Academic opinion: 'Women are more fairly funded in the social sciences'

Posted by pt91 at Sep 09, 2015 06:00 PM |
Authors of Nature paper comment on the outcomes of their research

Think: Leicester does not necessarily reflect the views of the University of Leicester - it expresses the independent views and opinions of the academic who has authored the piece. If you do not agree with the opinions expressed, and you are a doctoral student/academic at the University of Leicester, you may write a counter opinion for Think: Leicester and send to ap507@le.ac.uk

The role and inclusion of women in science has attracted considerable attention recently. Rightly so, as there is good evidence that women are not being treated equally to men.

One important measure of academic success is the receipt of competitive research funding and our analysis, published this week in Nature, considers whether men and women submitted similar numbers of applications, were equally successful and were awarded grants of similar size by the Economic and Social Research Council (ESRC) – the government body that funds social science research in Universities.

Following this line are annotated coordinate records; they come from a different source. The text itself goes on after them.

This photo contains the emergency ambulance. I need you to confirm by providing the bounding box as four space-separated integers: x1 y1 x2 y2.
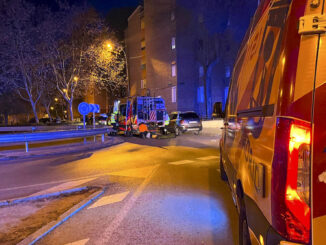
220 0 326 245
111 96 169 136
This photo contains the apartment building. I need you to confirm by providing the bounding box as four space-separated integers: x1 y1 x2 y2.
125 0 256 117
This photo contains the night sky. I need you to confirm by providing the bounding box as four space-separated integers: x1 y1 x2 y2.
88 0 139 13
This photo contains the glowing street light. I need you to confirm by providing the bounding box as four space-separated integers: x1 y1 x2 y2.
105 41 130 96
106 42 113 51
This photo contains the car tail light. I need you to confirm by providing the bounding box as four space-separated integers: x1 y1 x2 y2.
272 118 311 243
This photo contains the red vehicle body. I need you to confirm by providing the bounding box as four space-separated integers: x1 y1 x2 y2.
220 0 326 245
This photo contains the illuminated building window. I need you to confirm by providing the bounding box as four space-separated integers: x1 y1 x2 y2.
224 87 229 105
171 62 177 77
225 66 231 78
171 11 175 21
197 86 204 103
140 18 145 30
140 79 146 89
140 39 146 50
199 66 204 77
171 37 175 49
171 86 177 103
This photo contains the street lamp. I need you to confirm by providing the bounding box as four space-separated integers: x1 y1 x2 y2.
106 42 113 51
106 41 130 97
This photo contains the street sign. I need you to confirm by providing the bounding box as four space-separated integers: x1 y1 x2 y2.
89 104 100 113
78 102 90 116
78 102 100 129
78 102 100 116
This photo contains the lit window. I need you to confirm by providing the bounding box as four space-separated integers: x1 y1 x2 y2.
140 39 146 50
171 86 177 103
224 87 229 104
198 14 204 23
225 66 231 78
171 11 175 21
197 86 204 103
171 37 175 49
199 66 204 77
171 62 177 77
140 18 145 30
140 79 146 89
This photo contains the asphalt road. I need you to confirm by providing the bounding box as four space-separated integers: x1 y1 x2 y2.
0 135 238 245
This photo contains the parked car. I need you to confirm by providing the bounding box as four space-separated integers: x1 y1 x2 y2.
95 114 108 125
39 117 51 124
220 0 326 245
166 111 203 136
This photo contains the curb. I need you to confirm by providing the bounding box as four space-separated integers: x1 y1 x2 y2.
0 140 124 164
0 186 90 207
17 188 106 245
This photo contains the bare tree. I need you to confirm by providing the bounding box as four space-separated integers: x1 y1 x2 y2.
88 37 127 96
0 0 42 123
50 8 108 120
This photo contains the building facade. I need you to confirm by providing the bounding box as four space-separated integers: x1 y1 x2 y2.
125 0 253 117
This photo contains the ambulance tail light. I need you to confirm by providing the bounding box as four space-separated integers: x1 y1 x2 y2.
272 118 311 244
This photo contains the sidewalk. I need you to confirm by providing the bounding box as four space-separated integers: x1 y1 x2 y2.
0 136 124 161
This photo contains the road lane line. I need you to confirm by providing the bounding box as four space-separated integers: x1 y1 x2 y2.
197 156 220 161
169 160 194 165
32 178 95 196
65 238 89 245
98 165 160 245
109 166 155 178
87 191 130 209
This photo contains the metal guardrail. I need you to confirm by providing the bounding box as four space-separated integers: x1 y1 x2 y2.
0 125 109 132
0 128 112 152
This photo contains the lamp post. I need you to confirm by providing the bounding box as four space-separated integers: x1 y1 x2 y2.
106 41 130 97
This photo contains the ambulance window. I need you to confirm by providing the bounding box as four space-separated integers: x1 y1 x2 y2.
169 114 178 120
120 105 127 115
132 101 137 115
250 0 271 30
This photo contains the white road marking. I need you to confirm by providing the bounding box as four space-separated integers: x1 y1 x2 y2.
98 165 160 244
88 191 130 209
66 238 89 245
197 156 220 161
32 178 95 196
109 166 155 178
318 171 326 184
169 160 194 165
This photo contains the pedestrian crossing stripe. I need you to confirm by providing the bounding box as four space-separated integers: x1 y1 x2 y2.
66 238 89 245
197 156 219 161
169 160 194 165
88 191 129 209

Previous studies focusing on biomedical sciences have shown that women receive significantly smaller grants than men and we wanted to test whether this was the case in the social sciences.

Overall, we found that that between 2008 and 2013 success rates for women and men were equal and that the size of grant awarded was similar. Indeed, women aged under 40 were significantly more successful than men and received slightly larger grants. However, overall women received only two fifths of the ESRC funding. The underlying reason for this is the representation of women in senior positions.

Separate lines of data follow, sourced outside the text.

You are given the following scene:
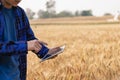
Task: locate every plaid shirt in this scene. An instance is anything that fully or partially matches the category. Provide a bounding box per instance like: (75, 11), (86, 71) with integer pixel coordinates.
(0, 5), (36, 80)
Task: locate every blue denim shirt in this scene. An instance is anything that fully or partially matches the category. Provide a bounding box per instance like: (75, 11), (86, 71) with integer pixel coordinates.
(0, 5), (36, 80)
(0, 7), (20, 80)
(0, 5), (49, 80)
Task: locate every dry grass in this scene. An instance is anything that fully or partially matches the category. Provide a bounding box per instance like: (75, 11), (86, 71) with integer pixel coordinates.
(27, 17), (120, 80)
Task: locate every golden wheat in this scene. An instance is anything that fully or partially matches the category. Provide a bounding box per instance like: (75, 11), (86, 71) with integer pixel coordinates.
(27, 21), (120, 80)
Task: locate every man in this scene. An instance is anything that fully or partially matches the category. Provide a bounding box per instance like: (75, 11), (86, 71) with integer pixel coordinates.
(0, 0), (62, 80)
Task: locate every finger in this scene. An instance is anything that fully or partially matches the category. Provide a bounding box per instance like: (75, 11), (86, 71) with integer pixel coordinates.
(39, 41), (48, 45)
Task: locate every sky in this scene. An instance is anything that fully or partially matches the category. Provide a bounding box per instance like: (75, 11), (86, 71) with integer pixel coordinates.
(19, 0), (120, 16)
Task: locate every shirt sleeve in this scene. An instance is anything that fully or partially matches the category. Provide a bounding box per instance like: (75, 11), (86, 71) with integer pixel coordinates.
(22, 10), (37, 41)
(0, 41), (27, 56)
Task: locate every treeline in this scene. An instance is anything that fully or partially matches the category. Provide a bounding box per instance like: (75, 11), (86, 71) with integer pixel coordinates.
(26, 9), (93, 19)
(26, 0), (111, 19)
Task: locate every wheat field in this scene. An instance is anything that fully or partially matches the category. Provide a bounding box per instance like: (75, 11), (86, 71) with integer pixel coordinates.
(27, 16), (120, 80)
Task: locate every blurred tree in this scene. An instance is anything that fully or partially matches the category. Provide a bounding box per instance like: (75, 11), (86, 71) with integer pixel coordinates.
(26, 8), (35, 19)
(37, 10), (56, 18)
(104, 13), (112, 16)
(81, 10), (93, 16)
(57, 11), (73, 17)
(75, 11), (80, 16)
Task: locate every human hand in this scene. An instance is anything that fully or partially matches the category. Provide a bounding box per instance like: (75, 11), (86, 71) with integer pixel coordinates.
(27, 40), (42, 53)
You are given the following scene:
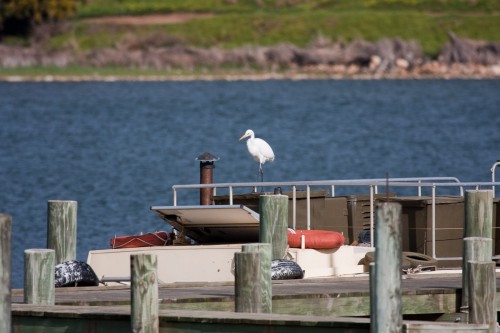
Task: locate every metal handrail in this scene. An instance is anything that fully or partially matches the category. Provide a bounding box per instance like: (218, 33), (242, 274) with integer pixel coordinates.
(172, 176), (500, 260)
(491, 161), (500, 198)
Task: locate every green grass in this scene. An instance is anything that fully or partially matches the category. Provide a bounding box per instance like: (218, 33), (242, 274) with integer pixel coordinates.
(4, 0), (500, 61)
(63, 6), (500, 55)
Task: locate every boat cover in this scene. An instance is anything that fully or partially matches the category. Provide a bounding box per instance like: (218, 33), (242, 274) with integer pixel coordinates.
(151, 205), (259, 244)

While roughly half of social scientists are women, only 24% of professorial posts in the social sciences at UK universities were held by women. It is the smaller number of women professors that accounts for the fact that men receive much more than half of the funding that was allocated.

Looking at all academic disciplines in the UK, women make up around half of the academic staff in non-professorial positions, but account for less than 20% of professorial appointments. Indeed, it has been estimated that it will take 39 years to redress that imbalance at the current rate of change.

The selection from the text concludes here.